Estamos longe, miseravelmente distantes, contudo, de uma igualdade que assegure e reconheça direitos a todos. E esse vazio é imenso. A distância entre os bairros elegantes e a periferia pobre, aquela que mais padeceu com a lama e o esgoto nas cheias, é inaceitável. Vivemos numa cidade ambientalmente falida, que não tem sequer condições de medir a qualidade do ar ou réguas atualizadas para medir o avanço das águas.

Que tem suas árvores devastadas em benefício da especulação imobiliária, uma cidade cujo transporte coletivo diminui em conforto e abrangência, a educação se situa na vergonhosa posição de penúltimo lugar, as filas de atendimento em saúde pública são o único indicador que cresceu vertiginosamente.

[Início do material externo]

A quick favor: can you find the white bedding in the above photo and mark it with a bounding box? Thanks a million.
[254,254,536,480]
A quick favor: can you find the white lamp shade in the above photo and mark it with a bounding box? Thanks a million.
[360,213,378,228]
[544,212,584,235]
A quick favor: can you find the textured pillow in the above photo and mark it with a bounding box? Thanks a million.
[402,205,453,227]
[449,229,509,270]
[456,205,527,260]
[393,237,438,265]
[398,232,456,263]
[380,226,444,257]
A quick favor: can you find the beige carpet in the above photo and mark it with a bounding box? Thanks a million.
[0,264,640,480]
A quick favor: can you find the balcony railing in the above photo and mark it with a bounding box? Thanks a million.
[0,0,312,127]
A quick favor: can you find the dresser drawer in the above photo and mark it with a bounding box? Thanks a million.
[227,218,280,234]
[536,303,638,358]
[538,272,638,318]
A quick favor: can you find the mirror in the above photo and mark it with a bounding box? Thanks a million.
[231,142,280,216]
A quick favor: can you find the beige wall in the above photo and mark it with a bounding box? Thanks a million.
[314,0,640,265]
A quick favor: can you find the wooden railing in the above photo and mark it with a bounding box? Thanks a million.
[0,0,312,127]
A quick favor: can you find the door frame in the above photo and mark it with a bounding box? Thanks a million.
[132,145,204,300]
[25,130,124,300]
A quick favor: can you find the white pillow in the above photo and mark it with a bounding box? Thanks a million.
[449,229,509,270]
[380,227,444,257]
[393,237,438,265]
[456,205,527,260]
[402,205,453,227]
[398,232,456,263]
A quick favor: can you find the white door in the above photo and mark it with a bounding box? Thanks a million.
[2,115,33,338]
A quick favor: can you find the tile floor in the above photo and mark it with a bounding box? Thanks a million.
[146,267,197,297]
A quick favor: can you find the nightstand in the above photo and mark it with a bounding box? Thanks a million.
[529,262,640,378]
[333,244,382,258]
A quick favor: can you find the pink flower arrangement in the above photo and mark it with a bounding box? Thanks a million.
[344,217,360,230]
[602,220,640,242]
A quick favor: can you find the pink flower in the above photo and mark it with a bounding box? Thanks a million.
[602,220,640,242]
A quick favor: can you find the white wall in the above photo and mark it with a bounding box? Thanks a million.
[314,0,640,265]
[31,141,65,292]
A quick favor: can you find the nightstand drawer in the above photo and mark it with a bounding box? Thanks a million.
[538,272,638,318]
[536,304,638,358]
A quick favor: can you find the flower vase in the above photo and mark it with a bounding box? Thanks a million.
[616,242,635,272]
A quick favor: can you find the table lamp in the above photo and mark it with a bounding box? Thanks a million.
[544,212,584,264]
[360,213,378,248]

E os exemplos não cessam. O jornalismo na cidade, contudo, opera numa falsa simetria. Lhe serve a aritmética para justificar sua inanição crítica em defesa da cidadania: alegam tempos iguais e argumentos dos dois “lados”. E assim vamos assistindo uma hegemonia extremista e segregadora, com a força da grana que define nossas feições tão medíocres.

Respondendo à pergunta do título: não, não cabe todo mundo. Mas a expulsão do bizarro e do criminoso se dá pela resistência e organização do humanismo, pela lisura e pela boa aplicação da lei. Essa é a beleza democrática. Em outros sistemas, a eliminação se faz com pais agonizantes diante dos olhos aterrorizados dos filhos.

Este é o tempo de mais uma vez reunir forças, chamar os progressistas, conversar com os decentes. É cansativo, mas é necessário.

De todas as imagens inspiradoras que apreendi nestes dias de campanha, a que me marcou foi a de uma escadaria. Na Rua Santa Maria, no Murialdo, Zona Leste da cidade. Tarso Genro me mostrou a obra que mais orgulhou sua gestão naquela Porto Alegre radiante, farol da participação, da tolerância e de um novo mundo possível. A escadaria uniu a cidade formal e a informal, ofereceu jardins e dignidade e parece um sonho feito em obra de engenharia criativa para superar o problema de drenagem e erguer o projeto mais generoso que tivemos por aqui.

Espero realmente que tenhamos uma engenharia política capaz de ganhar degraus sólidos na democracia e na igualdade, onde crianças tenham creche e escola e não mais sessões de terror.

*Sandra Bitencourt é jornalista, doutora em comunicação e informação pela UFRGS, diretora de comunicação do Instituto Novos Paradigmas (INP).